Yes, please stay on-topic or please open up a new thread about Canada & Australia if you want to talk about that, so I can move some of these posts into it.

The topic in this thread, in case anyone forgot, is "30 years of Spanish monarchy."


----------



## Roi Marphille

BasedowLives said:
			
		

> so was Antonio Tejero pro Franco, anti Franco or neither? that will help me better understand astrounata's position on the subject of the Juan Carlos.


*Antonio Tejero and the others were MONARCHIC supporters*. They wanted the King to Govern Spain but without the left-wing, communists..etc. Source: a documentary in the TV.


----------



## Cracker Jack

Well, since some posts have already delved about the topic on monarchial sovereignty, I'd like to reconcile it with what is happening in Spain when it comes to political functions.  The way I understand it, correct me if I'm mistaken, Juan Carlos or Elizabeth are just titular heads of state.  Meaning to say, they are figure heads and they don't run the affairs of the state.

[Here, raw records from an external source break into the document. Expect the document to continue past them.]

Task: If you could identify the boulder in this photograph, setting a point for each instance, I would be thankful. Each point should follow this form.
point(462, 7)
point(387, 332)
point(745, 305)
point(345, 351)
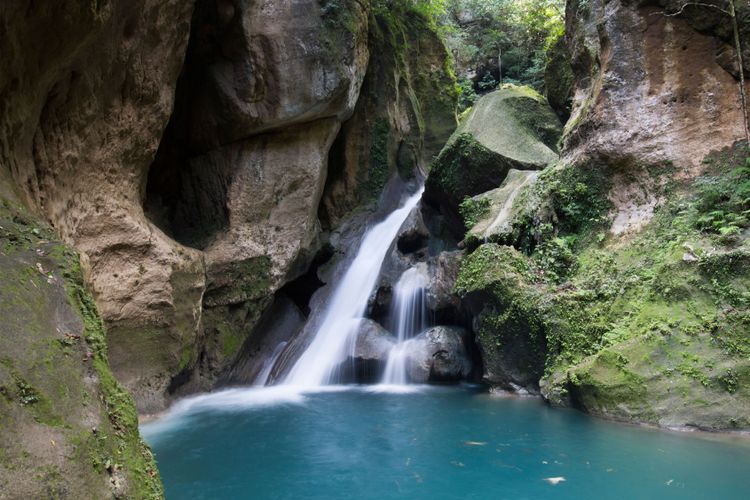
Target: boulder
point(373, 342)
point(372, 345)
point(438, 355)
point(510, 128)
point(488, 215)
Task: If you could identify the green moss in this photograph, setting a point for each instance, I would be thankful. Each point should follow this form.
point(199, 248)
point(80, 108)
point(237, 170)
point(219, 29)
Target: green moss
point(466, 168)
point(472, 210)
point(125, 446)
point(630, 327)
point(379, 166)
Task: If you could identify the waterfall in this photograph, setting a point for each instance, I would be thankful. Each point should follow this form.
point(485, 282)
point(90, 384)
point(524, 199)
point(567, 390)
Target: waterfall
point(409, 317)
point(262, 377)
point(318, 364)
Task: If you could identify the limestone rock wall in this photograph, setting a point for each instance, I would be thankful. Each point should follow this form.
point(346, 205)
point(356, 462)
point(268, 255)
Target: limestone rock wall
point(666, 96)
point(86, 89)
point(183, 147)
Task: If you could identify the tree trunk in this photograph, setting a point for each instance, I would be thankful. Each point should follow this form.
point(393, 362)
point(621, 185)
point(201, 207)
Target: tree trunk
point(738, 49)
point(500, 66)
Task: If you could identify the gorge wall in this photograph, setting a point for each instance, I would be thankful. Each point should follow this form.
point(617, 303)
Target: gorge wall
point(184, 148)
point(619, 282)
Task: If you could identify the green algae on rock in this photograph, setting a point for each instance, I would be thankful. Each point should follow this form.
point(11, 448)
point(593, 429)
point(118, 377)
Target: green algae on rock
point(651, 327)
point(67, 428)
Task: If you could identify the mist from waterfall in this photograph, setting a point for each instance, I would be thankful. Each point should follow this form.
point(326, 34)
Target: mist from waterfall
point(319, 364)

On the other hand, Rodríguez Zapatero and Tony Blair are the heads of the government.  Meaning to say, they head the executive branch of the government.  As for Canada, they have a Paul Martin as prime minister.

The idea of divine heritage among monarchs, meaning that they are directly descended from heaven has long been shattered by the French Revolution.  When the heads of Louis XVI and Marie Antoinette went rolling, the subjects were no longer compelled to bow down before the monarchs. They can keep their royal lineage but they leave the affairs of the state to a duly elected leaders mandate by the people.

The reason I started this thread is because I wanted to find out how Spaniards feel after 30 years of return to republican rule, i.e. a rule that is determined by electoral results which is one of the hallmarks of democracy.  Spain has become a forefront in Western Europe and is enjoying the status of being an industrialized state.  It can be at par with its other prosperous EU neighbor states.

Any takers?


----------



## astronauta

CJ, I do not think Spain lives a full, healthy democracy (sorry Fernando) as my opinion is that some of the royal family members enjoy full impunity that no other crown enjoys (except middle east), have numerous business conections that power the country, manipulate the press so nothing bad is said about them and if I could possibly find the term for "enchufar" many people in exchange of personal favours, I would include it here too...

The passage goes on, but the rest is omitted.